Colonel Peter Thorn supposed that Clifford, a portly man with a thick mane of white hair, might be called distinguished under less stressful circumstances. Right now, though, the badtempered twist of the diplomat’s mouth and the vein throbbing dangerously on his temple ruined his image as an urbane shaper of American foreign policy.

“Look, Special Agent Gray,” Clifford said in exasperation. “As far as Washington is concerned, the only thing that happened aboard the Star of the White Sea is that two of our citizens stumbled onto a Russian Mafiya drug buy that went sour. It was just an unhappy coincidence that you, the colonel here, and Major Koniev went aboard the ship at that particular time and got caught in the crossfire.” His tone was final, almost dictatorial, but then he was used to having the authority to back up his dictates.

“Is that the story the MVD’s trying to peddle?” demanded Helen angrily, glaring back at the red-faced diplomat with unblinking eyes.

“If so, only a moron would even pretend to believe it!”

Thorn hurriedly tamped down a wry grin. He’d wondered what it would take to shake Helen out of her depression over Alexei Koniev’s death.

He should have guessed it would be contact with one of the State Department’s “best and brightest” at his most obnoxious. Now Thorn was just glad she didn’t still have the Tokarev automatic she’d picked up aboard the Russian freighter. If she’d been armed, he had the feeling Randolph Clifford might already have been on the receiving end of a full eightshot magazine.

Clifford bristled, and then visibly relaxed his facial muscles.

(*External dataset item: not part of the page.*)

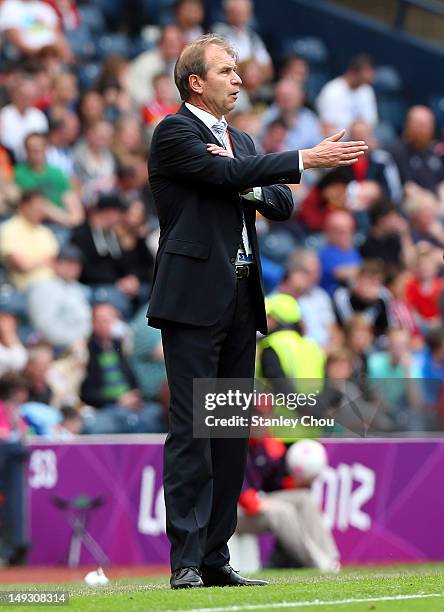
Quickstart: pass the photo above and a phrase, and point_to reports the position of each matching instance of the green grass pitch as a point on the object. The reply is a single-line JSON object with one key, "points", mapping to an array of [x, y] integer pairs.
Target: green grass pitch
{"points": [[383, 589]]}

He adopted a more soothing, almost fatherly, tone. “I’ll overlook that unfortunate comment, Miss Gray. You’re overwrought. And I know you’ve been through hell—”

“Don’t patronize me, Mr. Clifford!” Helen interrupted. “What I’m overwrought about, if anything, is the way we, the U.S. government that is, seems to be papering this whole thing over.”

Evidently too mad to sit still, she got up and started pacing the room.

Thorn leaned forward. It was time to stick his own oar in.

“What happened in Pechenga wasn’t an accident, sir. It was a cold-blooded ambush. They were waiting for us.”

“Perhaps so,” the embassy official replied, and clearly glad to talk to him while Helen cooled off. “But the MVD claims that the ambush could have been set up in thirty seconds when one of the Mafiya lookouts spotted you coming down the pier.” He shook his head. “Given the odds against you, I’m still amazed you managed to escape at all.”

Helen snapped, “I’m sure that whoever planned all this is even more amazed!”

Clifford ignored her remark and went on. “You have to view this matter from the Russian perspective, Colonel. The evidence the MVD found aboard that tramp freighter seems quite clear.”

He tapped the bulky manila folder he’d told them contained the official Russian government crime scene report. “First they discover nearly fifty kilos of what looks like heroin in one of the ship’s storage lockers. Then they find out that these drugs are really just milk sugar laced with a small percentage of the real stuff. And finally, they stumble across all nineteen of her crew, including the real Captain Tumarev, gagged and bound with duct tape, shot in the back of the head execution-style, and then dumped in a cargo hold!”

The diplomat shuddered involuntarily, evidently remembering the photographs he’d said were included in the MVD report.

He was a bureaucrat, not a man of action.